The UK “National Debt” is calculated as the total amount of money the British Government owes to the private sector and other purchasers of UK gilts.

In Dec 2015, Public sector net debt (ex. public sector banks) was £1,542.6 billion, equivalent to 81% of GDP. Source: [1. ONS public sector finances ] (page updated Jan 22nd 2016) Note the caveat they put on excluding public sector banks!

Other note is that a thousand billion is generally referred to as a trillion.


Budget deficit – annual borrowing

This is the amount the government has to borrow per year.

In 2013/14 net borrowing was forecast at £98.5bn or 5.7% of GDP (excluding public banks).

In 2014-15 net borrowing was forecast at £88 billion (4.9% of GDP).

The forecast for 2015-16 is net borrowing of £69.5bn or 3.7%.

So how can the deficit go down as the Tories claim but the debt mountain rises?

If annual borrowing falls from £98.5bn to £69.5bn, the annual deficit is lower. At the same time, the UK National Debt, (total debt), is still rising. In this case by 98.5 + 88.0 + 69.5 = £256 billion over those three years.

Unionism is simply unable to admit just how much of a Black Hole successive Governments have made. It’s much easier to blame the EU, or the “world recession” or laugh at the idea of trying to balance the books.

We could not expect George Osborne to do what John Swinney has to do each year. Come to think of it even every Council has to present a “Balanced Budget” each year by law. The sole exception is the mother of Parliaments, and how she has made the rest of us pay for that profligacy.

Perhaps the most useful measure of national debt is to look at it as a % of GDP.


After a period of financial restraint, from mid 1990s, public sector debt as a % of GDP fell to 29% of GDP by 2002.

  • From 2002 – 2007, national debt increased to 37% of GDP.
  • 2008-2015 – public sector debt has increased sharply.
  • 2008-13 recession, (lower tax receipts, higher spending on unemployment benefits) The recession particularly hit stamp duty (falling house prices) income tax and lower corporation tax.
  • These cyclical factors have also exposed an underlying structural deficit. (deficit caused by spending greater than tax, and ignoring cyclical factors). It is these underlying structural deficit problems which are the real problem. Money has been invested in companies not for strategic long term growth but from year to year profit figures. Indeed, on too many occasions investors have barely looked from quarter to quarter.
  • This has meant that companies cannot be seen to pursue sensible economic planning but instead satisfy the greed of the venture capital investment firms. The very people who, we are threatened, would leave if their bonuses were to be reduced.
  • Financial bailout of Northern Rock, RBS, Lloyds and other banks.
  • From 2011-2015, the pace of increase in the public sector debt has slowed due to the Government attempts to reduce the budget deficit. This is the Austerity Agenda in practice.
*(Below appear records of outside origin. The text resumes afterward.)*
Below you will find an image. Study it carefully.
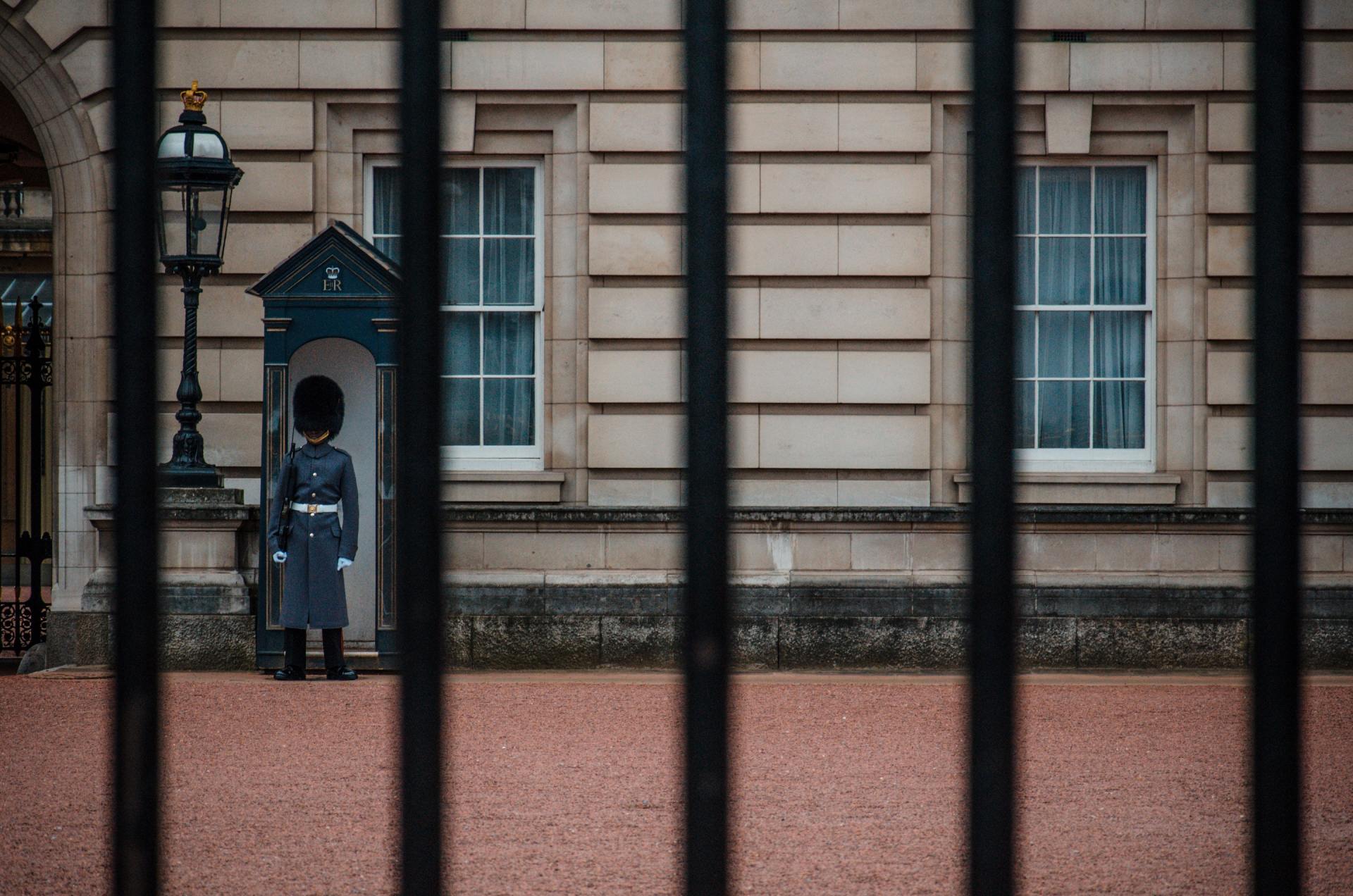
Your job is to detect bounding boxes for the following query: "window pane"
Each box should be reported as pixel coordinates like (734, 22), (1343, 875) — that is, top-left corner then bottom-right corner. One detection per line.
(484, 168), (536, 232)
(441, 239), (479, 304)
(1015, 168), (1038, 232)
(1015, 237), (1035, 304)
(1094, 311), (1146, 376)
(1015, 380), (1037, 448)
(1094, 380), (1146, 448)
(484, 239), (536, 304)
(1094, 166), (1146, 232)
(371, 165), (399, 232)
(441, 379), (483, 445)
(1015, 311), (1035, 376)
(1038, 237), (1091, 304)
(376, 237), (399, 264)
(484, 314), (536, 376)
(484, 379), (536, 445)
(1038, 311), (1091, 376)
(441, 313), (481, 376)
(441, 168), (479, 234)
(1038, 168), (1091, 232)
(1038, 380), (1091, 448)
(1094, 237), (1146, 304)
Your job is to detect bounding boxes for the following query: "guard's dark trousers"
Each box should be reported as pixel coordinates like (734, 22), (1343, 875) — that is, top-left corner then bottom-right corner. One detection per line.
(283, 628), (342, 668)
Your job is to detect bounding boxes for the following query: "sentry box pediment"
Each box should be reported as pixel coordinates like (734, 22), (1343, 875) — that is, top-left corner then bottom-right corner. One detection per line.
(247, 220), (400, 301)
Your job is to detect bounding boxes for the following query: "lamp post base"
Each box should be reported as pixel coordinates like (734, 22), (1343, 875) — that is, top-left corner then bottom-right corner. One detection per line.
(160, 461), (222, 489)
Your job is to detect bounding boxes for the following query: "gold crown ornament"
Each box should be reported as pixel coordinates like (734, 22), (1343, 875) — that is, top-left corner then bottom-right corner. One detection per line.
(178, 81), (207, 112)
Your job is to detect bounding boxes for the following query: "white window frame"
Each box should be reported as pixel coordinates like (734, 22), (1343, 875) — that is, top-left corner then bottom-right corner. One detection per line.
(363, 156), (545, 473)
(1015, 157), (1159, 473)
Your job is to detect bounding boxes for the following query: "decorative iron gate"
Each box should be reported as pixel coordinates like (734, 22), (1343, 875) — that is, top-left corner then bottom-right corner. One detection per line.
(0, 281), (51, 654)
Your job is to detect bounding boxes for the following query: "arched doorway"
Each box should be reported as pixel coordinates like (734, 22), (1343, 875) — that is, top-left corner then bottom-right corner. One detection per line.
(0, 89), (54, 659)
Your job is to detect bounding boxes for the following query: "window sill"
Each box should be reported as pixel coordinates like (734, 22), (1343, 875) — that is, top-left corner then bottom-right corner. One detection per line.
(954, 473), (1180, 505)
(441, 470), (564, 504)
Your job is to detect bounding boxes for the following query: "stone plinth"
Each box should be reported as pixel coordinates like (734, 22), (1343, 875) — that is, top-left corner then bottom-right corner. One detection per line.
(49, 489), (259, 668)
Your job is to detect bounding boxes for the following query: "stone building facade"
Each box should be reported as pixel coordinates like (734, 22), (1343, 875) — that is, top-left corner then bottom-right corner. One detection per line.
(8, 0), (1353, 666)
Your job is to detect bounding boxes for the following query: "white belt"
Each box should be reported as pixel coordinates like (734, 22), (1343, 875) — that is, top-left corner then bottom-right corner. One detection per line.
(291, 501), (338, 516)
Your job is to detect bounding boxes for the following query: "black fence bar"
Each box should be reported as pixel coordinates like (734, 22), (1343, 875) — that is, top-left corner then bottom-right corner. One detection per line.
(684, 0), (729, 893)
(968, 0), (1015, 893)
(395, 0), (443, 895)
(111, 0), (160, 895)
(1252, 0), (1303, 893)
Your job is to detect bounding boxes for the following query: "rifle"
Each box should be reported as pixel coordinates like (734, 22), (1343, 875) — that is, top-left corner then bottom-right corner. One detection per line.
(278, 447), (296, 552)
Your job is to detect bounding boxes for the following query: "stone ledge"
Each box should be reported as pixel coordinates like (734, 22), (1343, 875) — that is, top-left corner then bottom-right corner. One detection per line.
(445, 585), (1353, 620)
(954, 473), (1182, 506)
(441, 470), (564, 505)
(438, 616), (1353, 670)
(47, 611), (254, 671)
(443, 505), (1353, 528)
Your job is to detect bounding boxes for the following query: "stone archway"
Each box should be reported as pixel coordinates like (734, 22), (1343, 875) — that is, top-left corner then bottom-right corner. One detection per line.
(0, 1), (115, 640)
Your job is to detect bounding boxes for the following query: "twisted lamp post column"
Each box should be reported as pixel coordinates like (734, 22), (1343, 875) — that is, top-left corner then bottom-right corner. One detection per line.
(162, 266), (211, 487)
(156, 81), (244, 489)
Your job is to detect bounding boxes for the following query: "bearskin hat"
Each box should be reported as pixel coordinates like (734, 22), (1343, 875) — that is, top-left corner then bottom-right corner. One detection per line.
(291, 376), (344, 439)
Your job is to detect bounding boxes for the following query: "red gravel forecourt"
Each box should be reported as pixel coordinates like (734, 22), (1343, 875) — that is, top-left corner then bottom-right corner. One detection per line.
(0, 673), (1353, 895)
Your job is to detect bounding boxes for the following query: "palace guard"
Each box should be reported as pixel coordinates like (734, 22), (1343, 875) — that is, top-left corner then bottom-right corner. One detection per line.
(268, 376), (357, 680)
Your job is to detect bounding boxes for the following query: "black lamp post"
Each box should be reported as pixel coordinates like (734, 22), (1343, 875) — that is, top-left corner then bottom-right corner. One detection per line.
(156, 81), (244, 489)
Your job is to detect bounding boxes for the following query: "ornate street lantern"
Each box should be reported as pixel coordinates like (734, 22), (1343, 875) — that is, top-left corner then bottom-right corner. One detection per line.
(156, 81), (244, 489)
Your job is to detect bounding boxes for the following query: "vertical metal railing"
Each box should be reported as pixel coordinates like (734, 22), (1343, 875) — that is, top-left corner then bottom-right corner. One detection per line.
(684, 0), (729, 893)
(112, 0), (160, 895)
(395, 0), (444, 896)
(968, 0), (1015, 893)
(1252, 0), (1303, 893)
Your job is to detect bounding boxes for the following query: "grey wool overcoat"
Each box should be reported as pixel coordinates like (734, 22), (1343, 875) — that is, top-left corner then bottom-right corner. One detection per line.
(268, 441), (359, 628)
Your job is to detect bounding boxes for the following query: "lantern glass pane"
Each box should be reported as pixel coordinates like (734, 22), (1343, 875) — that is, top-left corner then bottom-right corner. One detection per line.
(190, 189), (226, 259)
(192, 131), (226, 158)
(160, 187), (188, 256)
(157, 131), (187, 158)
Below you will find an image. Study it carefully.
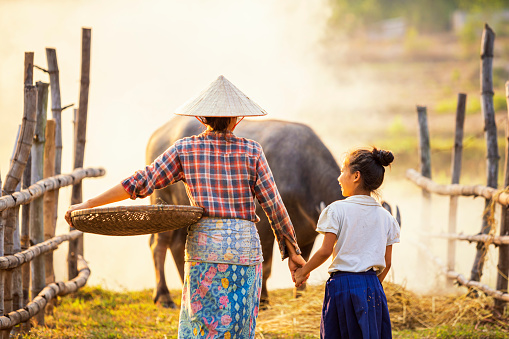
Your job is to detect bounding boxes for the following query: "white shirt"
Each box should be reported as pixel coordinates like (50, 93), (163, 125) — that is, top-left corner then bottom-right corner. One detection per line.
(316, 195), (400, 274)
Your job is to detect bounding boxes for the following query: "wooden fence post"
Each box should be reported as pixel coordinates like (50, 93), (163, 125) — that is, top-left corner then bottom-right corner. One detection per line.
(68, 28), (92, 280)
(43, 120), (58, 285)
(21, 155), (32, 332)
(495, 81), (509, 314)
(44, 48), (62, 280)
(417, 106), (431, 236)
(447, 93), (467, 287)
(470, 24), (500, 281)
(0, 86), (37, 338)
(447, 93), (467, 287)
(30, 82), (49, 325)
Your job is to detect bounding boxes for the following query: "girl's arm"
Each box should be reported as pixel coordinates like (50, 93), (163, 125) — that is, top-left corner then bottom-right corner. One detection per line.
(295, 232), (337, 287)
(65, 184), (130, 226)
(378, 245), (392, 282)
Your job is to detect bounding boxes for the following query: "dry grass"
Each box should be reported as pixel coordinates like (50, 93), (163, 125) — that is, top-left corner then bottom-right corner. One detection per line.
(17, 283), (509, 339)
(257, 282), (509, 338)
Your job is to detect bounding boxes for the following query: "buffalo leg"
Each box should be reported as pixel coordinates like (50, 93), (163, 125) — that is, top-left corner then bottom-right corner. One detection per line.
(260, 236), (274, 309)
(150, 234), (177, 308)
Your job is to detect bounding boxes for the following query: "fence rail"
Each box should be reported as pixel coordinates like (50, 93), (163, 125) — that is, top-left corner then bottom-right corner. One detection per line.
(429, 233), (509, 246)
(0, 168), (105, 212)
(0, 256), (90, 330)
(406, 169), (509, 206)
(414, 241), (509, 301)
(0, 231), (83, 270)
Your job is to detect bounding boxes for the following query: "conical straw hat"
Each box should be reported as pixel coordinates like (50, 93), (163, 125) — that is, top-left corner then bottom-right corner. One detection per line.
(175, 75), (267, 117)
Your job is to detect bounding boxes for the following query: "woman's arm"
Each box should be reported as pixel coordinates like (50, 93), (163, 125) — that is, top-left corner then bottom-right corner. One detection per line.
(378, 245), (392, 282)
(253, 151), (301, 260)
(65, 184), (130, 226)
(295, 232), (337, 287)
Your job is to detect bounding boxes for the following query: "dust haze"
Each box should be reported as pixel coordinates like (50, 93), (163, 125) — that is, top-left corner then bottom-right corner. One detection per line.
(0, 0), (492, 296)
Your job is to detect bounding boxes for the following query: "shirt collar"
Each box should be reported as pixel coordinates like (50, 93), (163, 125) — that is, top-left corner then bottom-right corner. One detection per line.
(344, 195), (380, 206)
(202, 129), (233, 137)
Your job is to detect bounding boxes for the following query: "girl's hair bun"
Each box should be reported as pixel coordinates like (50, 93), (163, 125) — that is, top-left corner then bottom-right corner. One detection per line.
(371, 147), (394, 166)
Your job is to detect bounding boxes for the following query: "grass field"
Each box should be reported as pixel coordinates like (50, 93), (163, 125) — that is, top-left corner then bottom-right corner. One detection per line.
(17, 283), (509, 339)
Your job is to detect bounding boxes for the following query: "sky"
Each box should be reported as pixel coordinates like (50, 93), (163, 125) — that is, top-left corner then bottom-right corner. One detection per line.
(0, 0), (498, 289)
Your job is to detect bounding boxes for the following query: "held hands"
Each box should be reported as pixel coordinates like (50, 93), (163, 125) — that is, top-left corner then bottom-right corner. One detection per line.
(288, 254), (309, 287)
(293, 268), (310, 287)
No Government can continue to ignore these factors. Re-write that. No sensible or competent Government can continue to ignore these factors.
Those conditions do not apply in the UK! We are forced to live with a Chancellor who has never hit an economic target to date, a Government which is riven by internal dissent and an “Opposition” split into five categories of “opposition” to its own leader!

Feeling Better Together Yet?

How much of an economic basket case is the UK? Let’s just say that if it was the fabled UKPLC, the liquidators would have been called in. The last time I looked it was illegal to continue to trade knowing you could not meet your financial obligations.